Reproducimos un testimonio que nos llega a [email protected]
Suena fatal lo sé. Es de esas cosas que no se pueden decir sin parecer una bruja sin corazón. Pero me pasa. A veces su forma de quererme me agobia.
Mi pareja es buena persona me quiere bien. Me cuida, me escucha, me tiene presente en todo. No tengo que pedirle nada porque siempre se adelanta. Si me nota triste, me pregunta. Si me nota cansada, se ofrece. Si no contesto al WhatsApp, a los cinco minutos tengo un ¿todo bien?.
Y es precioso. Pero también agotador. Y sé que lo hace con la mejor intención.

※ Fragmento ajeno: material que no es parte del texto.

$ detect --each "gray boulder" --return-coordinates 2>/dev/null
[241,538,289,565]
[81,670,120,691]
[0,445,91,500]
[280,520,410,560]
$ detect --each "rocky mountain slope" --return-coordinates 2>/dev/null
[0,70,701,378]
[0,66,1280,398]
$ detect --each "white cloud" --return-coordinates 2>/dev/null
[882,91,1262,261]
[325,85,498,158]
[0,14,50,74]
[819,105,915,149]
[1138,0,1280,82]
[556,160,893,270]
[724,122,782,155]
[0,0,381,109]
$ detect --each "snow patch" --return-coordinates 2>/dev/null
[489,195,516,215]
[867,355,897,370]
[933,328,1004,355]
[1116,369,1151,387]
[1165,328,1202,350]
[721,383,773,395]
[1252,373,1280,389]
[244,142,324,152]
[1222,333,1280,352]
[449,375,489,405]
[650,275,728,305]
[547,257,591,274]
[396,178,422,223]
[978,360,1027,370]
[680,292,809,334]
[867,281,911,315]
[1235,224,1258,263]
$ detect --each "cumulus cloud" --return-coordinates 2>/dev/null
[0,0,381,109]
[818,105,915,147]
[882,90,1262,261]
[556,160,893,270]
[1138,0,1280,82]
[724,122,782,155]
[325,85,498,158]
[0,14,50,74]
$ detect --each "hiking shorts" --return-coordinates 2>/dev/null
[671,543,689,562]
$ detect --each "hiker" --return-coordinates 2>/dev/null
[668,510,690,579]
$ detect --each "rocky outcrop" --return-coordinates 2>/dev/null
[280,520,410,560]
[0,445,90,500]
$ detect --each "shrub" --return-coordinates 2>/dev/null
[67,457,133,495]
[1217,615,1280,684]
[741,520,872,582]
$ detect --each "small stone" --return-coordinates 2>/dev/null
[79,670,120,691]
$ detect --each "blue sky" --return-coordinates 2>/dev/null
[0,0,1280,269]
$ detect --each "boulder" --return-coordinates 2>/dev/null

Pero… ¿qué pasa si ese amor me está agobiando?
No se lo he dicho porque no quiero hacerle daño. ¿Cómo le explicas a alguien que lo está dando todo que igual está dando demasiado?
No quiero menos amor. Quiero menos intensidad. Quiero más pausas. Más ratos de no hablar. Más días en los que no pase nada y no haga falta analizarlo. Quiero poder respirar sin sentirme culpable por no estar todo el rato conectada emocionalmente.
A veces creo que el problema soy yo que no sé recibir amor. O que tengo una herida de independencia tan grande que cualquier gesto de cariño me suena a invasión. Pero otras veces creo que no, que simplemente todos tenemos una forma distinta de querer. Y la suya a veces me abruma.
No lo quiero menos. Pero a veces desearía que me quisiera… un poco menos.